Navigation
API > API/Plugins > API/Plugins/LearningAgentsTraining
The configurable settings for the PPO training process.
| Name | FLearningAgentsPPOTrainingSettings |
| Type | struct |
| Header File | /Engine/Plugins/Experimental/LearningAgents/Source/LearningAgentsTraining/Public/LearningAgentsPPOTrainer.h |
| Include Path | #include "LearningAgentsPPOTrainer.h" |
Syntax
USTRUCT (BlueprintType , Category="LearningAgents")
struct FLearningAgentsPPOTrainingSettings
Variables
Public
| Name | Type | Remarks | Include Path | Unreal Specifiers |
|---|---|---|---|---|
| ActionEntropyWeight | float | Weighting used for the entropy bonus. | LearningAgentsPPOTrainer.h |
|
| ActionRegularizationWeight | float | Weight used to regularize actions. | LearningAgentsPPOTrainer.h |
|
| ActionSurrogateWeight | float | Weight for the loss used to train the policy via the PPO surrogate objective. | LearningAgentsPPOTrainer.h |
|
| bAdvantageNormalization | bool | When true, advantages are normalized. | LearningAgentsPPOTrainer.h |
|
| bSaveSnapshots | bool | If true, snapshots of the trained networks will be emitted to the intermediate directory. | LearningAgentsPPOTrainer.h |
|
| bUseGradNormMaxClipping | bool | When true, gradient norm max clipping will be used on the policy, critic, encoder, and decoder. | LearningAgentsPPOTrainer.h |
|
| bUseMLflow | bool | If true, MLflow will be used for experiment tracking. | LearningAgentsPPOTrainer.h |
|
| bUseTensorboard | bool | If true, TensorBoard logs will be emitted to the intermediate directory. | LearningAgentsPPOTrainer.h |
|
| CriticBatchSize | int32 | Batch size to use for training the critic. | LearningAgentsPPOTrainer.h |
|
| CriticWarmupIterations | int32 | Number of iterations of training to perform to warm - up the Critic. | LearningAgentsPPOTrainer.h |
|
| Device | ELearningAgentsTrainingDevice | The device to train on. | LearningAgentsPPOTrainer.h |
|
| DiscountFactor | float | The discount factor to use during training. | LearningAgentsPPOTrainer.h |
|
| EpsilonClip | float | Clipping ratio to apply to policy updates. | LearningAgentsPPOTrainer.h |
|
| GaeLambda | float | This is used in the Generalized Advantage Estimation, where larger values will tend to assign more credit to recent actions. | LearningAgentsPPOTrainer.h |
|
| GradNormMax | float | The maximum gradient norm to clip updates to. | LearningAgentsPPOTrainer.h |
|
| IterationsPerGather | int32 | Number of training iterations to perform per buffer of experience gathered. | LearningAgentsPPOTrainer.h |
|
| IterationsPerSnapshot | int32 | The iterations interval to save new networks snapshot. | LearningAgentsPPOTrainer.h |
|
| LearningRateCritic | float | Learning rate of the critic network. | LearningAgentsPPOTrainer.h |
|
| LearningRateDecay | float | Amount by which to multiply the learning rate every 1000 iterations. | LearningAgentsPPOTrainer.h |
|
| LearningRatePolicy | float | Learning rate of the policy network.

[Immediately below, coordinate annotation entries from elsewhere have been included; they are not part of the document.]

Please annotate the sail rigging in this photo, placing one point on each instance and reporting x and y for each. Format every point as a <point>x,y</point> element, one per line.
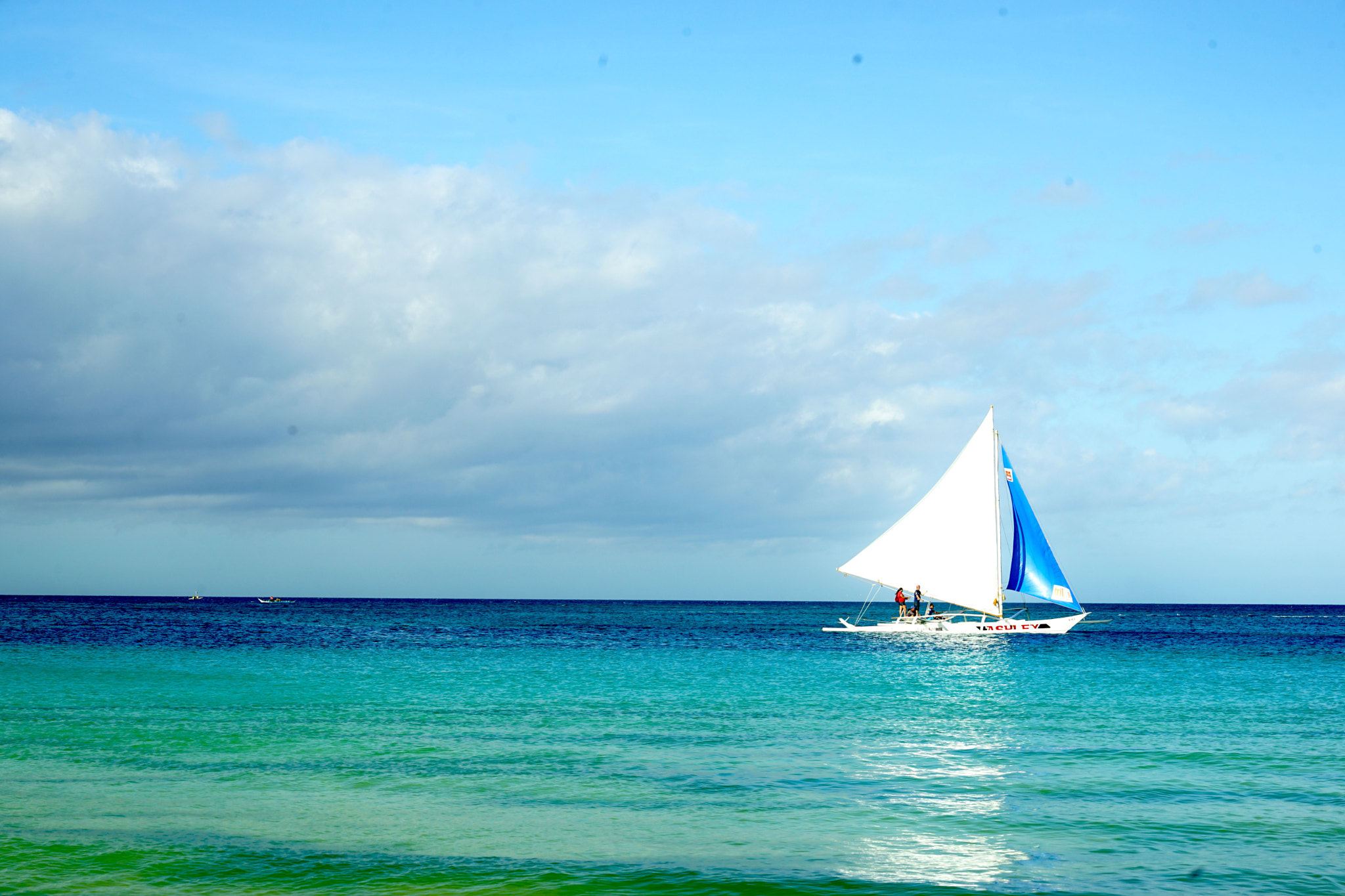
<point>1033,568</point>
<point>948,543</point>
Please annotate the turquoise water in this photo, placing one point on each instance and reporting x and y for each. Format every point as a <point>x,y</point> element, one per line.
<point>585,747</point>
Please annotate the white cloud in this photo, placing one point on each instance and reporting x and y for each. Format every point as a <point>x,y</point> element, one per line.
<point>1067,191</point>
<point>1248,289</point>
<point>340,337</point>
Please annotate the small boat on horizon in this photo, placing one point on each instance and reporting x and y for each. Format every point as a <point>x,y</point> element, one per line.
<point>948,545</point>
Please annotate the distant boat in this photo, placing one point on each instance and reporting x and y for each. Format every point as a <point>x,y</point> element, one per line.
<point>948,545</point>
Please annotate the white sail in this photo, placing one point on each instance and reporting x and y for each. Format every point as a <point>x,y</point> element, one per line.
<point>948,543</point>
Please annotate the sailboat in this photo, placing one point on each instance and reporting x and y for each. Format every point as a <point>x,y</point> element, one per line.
<point>950,547</point>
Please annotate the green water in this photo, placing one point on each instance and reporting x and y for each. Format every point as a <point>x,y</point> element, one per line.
<point>533,747</point>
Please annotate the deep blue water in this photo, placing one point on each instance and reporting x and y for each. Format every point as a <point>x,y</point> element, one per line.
<point>580,747</point>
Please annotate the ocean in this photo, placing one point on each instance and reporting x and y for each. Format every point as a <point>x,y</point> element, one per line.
<point>408,747</point>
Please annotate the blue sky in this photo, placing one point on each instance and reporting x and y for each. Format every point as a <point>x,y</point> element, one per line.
<point>537,300</point>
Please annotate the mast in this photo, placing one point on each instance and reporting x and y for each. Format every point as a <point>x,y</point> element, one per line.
<point>1000,542</point>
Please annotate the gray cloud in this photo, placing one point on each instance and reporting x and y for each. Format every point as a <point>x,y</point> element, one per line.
<point>338,337</point>
<point>1247,289</point>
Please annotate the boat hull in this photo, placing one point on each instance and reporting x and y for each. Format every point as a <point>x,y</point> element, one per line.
<point>989,625</point>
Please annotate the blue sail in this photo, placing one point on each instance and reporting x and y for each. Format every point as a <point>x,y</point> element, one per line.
<point>1033,568</point>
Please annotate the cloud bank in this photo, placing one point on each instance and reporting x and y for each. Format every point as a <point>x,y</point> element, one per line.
<point>309,333</point>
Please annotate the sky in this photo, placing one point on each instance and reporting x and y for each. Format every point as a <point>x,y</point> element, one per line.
<point>517,300</point>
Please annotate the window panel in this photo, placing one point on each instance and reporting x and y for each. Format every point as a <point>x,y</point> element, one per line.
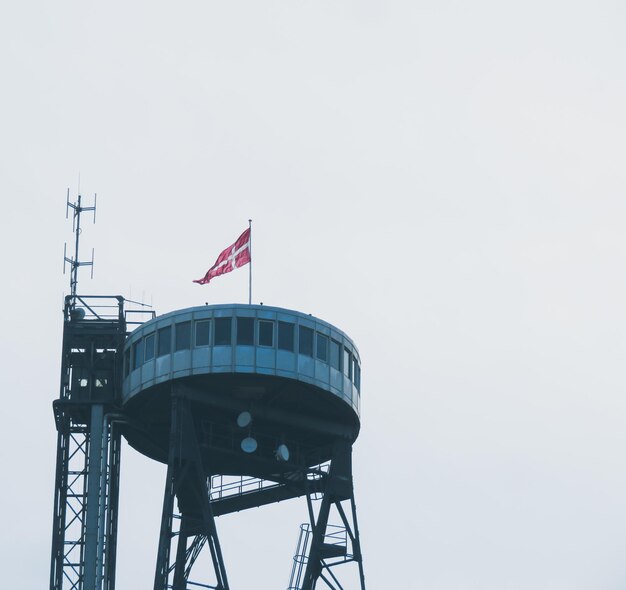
<point>285,336</point>
<point>347,363</point>
<point>245,331</point>
<point>202,332</point>
<point>165,340</point>
<point>138,354</point>
<point>223,331</point>
<point>306,341</point>
<point>335,355</point>
<point>266,333</point>
<point>322,347</point>
<point>149,347</point>
<point>183,336</point>
<point>357,374</point>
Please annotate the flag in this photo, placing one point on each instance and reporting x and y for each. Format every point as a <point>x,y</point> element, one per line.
<point>233,257</point>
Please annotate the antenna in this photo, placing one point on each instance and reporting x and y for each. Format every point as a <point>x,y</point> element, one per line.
<point>74,261</point>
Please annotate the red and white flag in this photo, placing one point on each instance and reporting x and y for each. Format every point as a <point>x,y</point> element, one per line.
<point>233,257</point>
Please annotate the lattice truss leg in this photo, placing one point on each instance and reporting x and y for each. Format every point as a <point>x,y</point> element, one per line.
<point>190,528</point>
<point>84,522</point>
<point>322,547</point>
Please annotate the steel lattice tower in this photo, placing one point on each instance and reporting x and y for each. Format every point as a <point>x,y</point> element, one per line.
<point>247,405</point>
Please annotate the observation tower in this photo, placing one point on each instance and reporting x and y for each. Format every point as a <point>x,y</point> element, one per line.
<point>247,405</point>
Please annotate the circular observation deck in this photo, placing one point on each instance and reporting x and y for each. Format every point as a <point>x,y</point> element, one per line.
<point>298,377</point>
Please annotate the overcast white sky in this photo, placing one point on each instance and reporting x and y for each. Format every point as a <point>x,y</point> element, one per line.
<point>443,180</point>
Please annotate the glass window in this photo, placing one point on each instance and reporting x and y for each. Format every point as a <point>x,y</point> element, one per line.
<point>285,336</point>
<point>138,354</point>
<point>306,341</point>
<point>202,332</point>
<point>357,374</point>
<point>245,331</point>
<point>148,345</point>
<point>266,333</point>
<point>347,363</point>
<point>222,331</point>
<point>335,354</point>
<point>322,347</point>
<point>183,336</point>
<point>165,341</point>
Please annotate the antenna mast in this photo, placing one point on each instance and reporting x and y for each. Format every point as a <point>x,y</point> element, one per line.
<point>74,261</point>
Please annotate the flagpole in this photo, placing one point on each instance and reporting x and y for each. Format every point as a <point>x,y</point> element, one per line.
<point>250,267</point>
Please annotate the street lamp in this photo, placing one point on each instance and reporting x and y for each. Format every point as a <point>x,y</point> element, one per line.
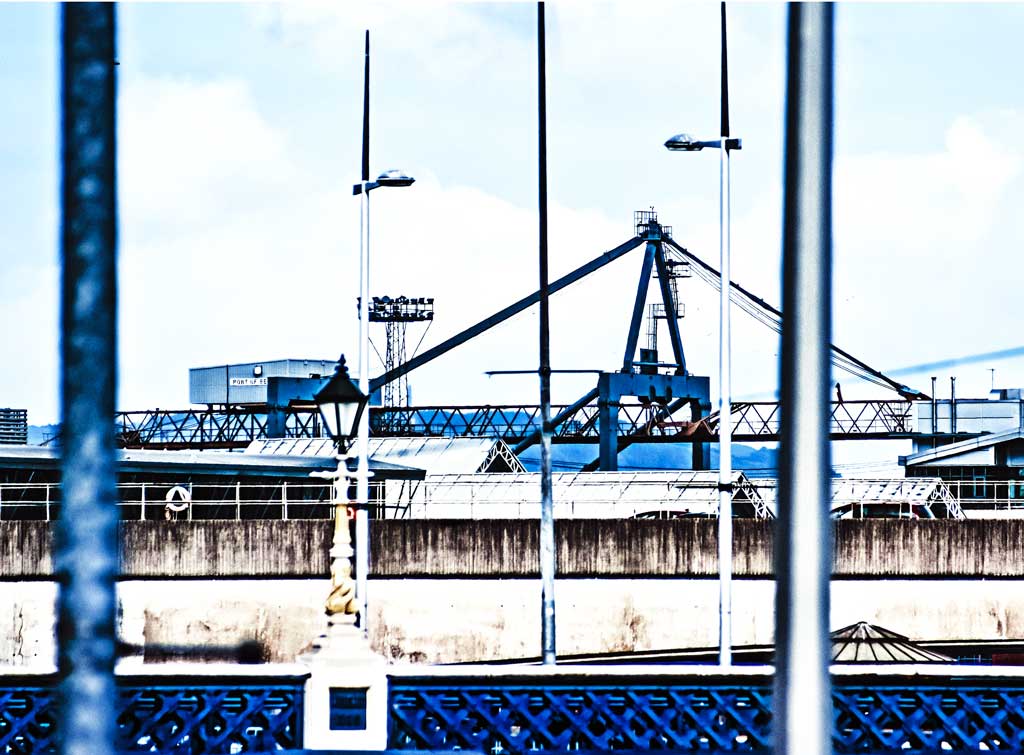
<point>393,179</point>
<point>341,406</point>
<point>345,704</point>
<point>685,142</point>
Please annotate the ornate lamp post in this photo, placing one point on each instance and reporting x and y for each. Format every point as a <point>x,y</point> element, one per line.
<point>341,404</point>
<point>346,694</point>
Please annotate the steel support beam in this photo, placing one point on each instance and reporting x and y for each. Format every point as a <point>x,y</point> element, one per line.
<point>500,317</point>
<point>634,335</point>
<point>670,310</point>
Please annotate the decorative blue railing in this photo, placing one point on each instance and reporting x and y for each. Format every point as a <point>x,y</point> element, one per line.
<point>192,717</point>
<point>511,711</point>
<point>509,716</point>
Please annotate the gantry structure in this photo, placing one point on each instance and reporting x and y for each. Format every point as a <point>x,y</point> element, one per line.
<point>644,401</point>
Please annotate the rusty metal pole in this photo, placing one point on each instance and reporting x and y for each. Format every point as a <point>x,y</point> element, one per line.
<point>803,721</point>
<point>86,539</point>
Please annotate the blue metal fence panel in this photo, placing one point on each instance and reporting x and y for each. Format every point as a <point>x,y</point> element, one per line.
<point>513,718</point>
<point>187,718</point>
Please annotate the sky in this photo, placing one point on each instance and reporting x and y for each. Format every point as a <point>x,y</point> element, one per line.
<point>239,141</point>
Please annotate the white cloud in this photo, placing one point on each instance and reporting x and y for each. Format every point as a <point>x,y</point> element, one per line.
<point>919,239</point>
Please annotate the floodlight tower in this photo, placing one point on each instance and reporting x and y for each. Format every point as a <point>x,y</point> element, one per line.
<point>396,313</point>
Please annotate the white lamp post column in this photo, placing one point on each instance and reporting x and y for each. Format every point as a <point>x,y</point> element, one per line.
<point>390,178</point>
<point>685,142</point>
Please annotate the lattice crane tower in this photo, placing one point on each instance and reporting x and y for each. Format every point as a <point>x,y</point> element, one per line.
<point>396,313</point>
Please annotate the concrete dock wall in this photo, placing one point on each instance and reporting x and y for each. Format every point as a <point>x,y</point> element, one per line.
<point>403,549</point>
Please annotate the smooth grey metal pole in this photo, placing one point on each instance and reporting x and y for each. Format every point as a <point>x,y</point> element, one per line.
<point>86,538</point>
<point>724,385</point>
<point>725,430</point>
<point>802,719</point>
<point>547,503</point>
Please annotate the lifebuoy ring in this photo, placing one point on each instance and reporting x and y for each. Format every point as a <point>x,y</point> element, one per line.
<point>183,496</point>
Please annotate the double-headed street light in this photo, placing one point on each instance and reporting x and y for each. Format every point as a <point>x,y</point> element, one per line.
<point>389,178</point>
<point>685,142</point>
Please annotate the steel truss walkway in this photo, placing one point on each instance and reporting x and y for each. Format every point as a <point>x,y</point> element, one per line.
<point>753,421</point>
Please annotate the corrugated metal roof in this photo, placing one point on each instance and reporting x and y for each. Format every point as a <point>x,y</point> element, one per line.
<point>592,495</point>
<point>916,494</point>
<point>434,455</point>
<point>863,642</point>
<point>923,458</point>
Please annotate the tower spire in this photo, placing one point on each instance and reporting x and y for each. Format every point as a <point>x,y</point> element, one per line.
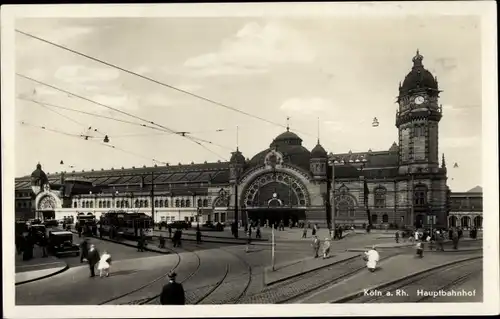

Typical values are between 0.001 and 0.0001. | LearningAgentsPPOTrainer.h |
|
| MaximumAdvantage | float | The maximum advantage to allow. | LearningAgentsPPOTrainer.h |
|
| MinimumAdvantage | float | The minimum advantage to allow. | LearningAgentsPPOTrainer.h |
|
| MLflowTrackingUri | FString | The URI of the MLflow Tracking Server to log to. | LearningAgentsPPOTrainer.h |
|
| NumberOfIterations | int32 | The number of iterations to run before ending training. | LearningAgentsPPOTrainer.h |
|
| NumberOfStepsToTrimAtEndOfEpisode | int32 | The number of steps to trim from the end of the episode. | LearningAgentsPPOTrainer.h |
|
| NumberOfStepsToTrimAtStartOfEpisode | int32 | The number of steps to trim from the start of the episode, e.g. can be useful if some things are still getting setup at the start of the episode and you don't want them used for training. | LearningAgentsPPOTrainer.h |
|
| PolicyBatchSize | int32 | Batch size to use for training the policy. | LearningAgentsPPOTrainer.h |
|
| PolicyWindowSize | int32 | The number of consecutive steps of observations and actions over which to train the policy. | LearningAgentsPPOTrainer.h |
|
| RandomSeed | int32 | The seed used for any random sampling the trainer will perform, e.g. for weight initialization. | LearningAgentsPPOTrainer.h |
|
| ReturnRegularizationWeight | float | Weight used to regularize returns. Encourages the critic not to over or under estimate returns. | LearningAgentsPPOTrainer.h |
|
| WeightDecay | float | Amount of weight decay to apply to the network. | LearningAgentsPPOTrainer.h |
|
Functions
Public
| Name | Remarks | Include Path | Unreal Specifiers |
|---|---|---|---|
TSharedRef< FJsonObject > AsJsonConfig() |
LearningAgentsPPOTrainer.h |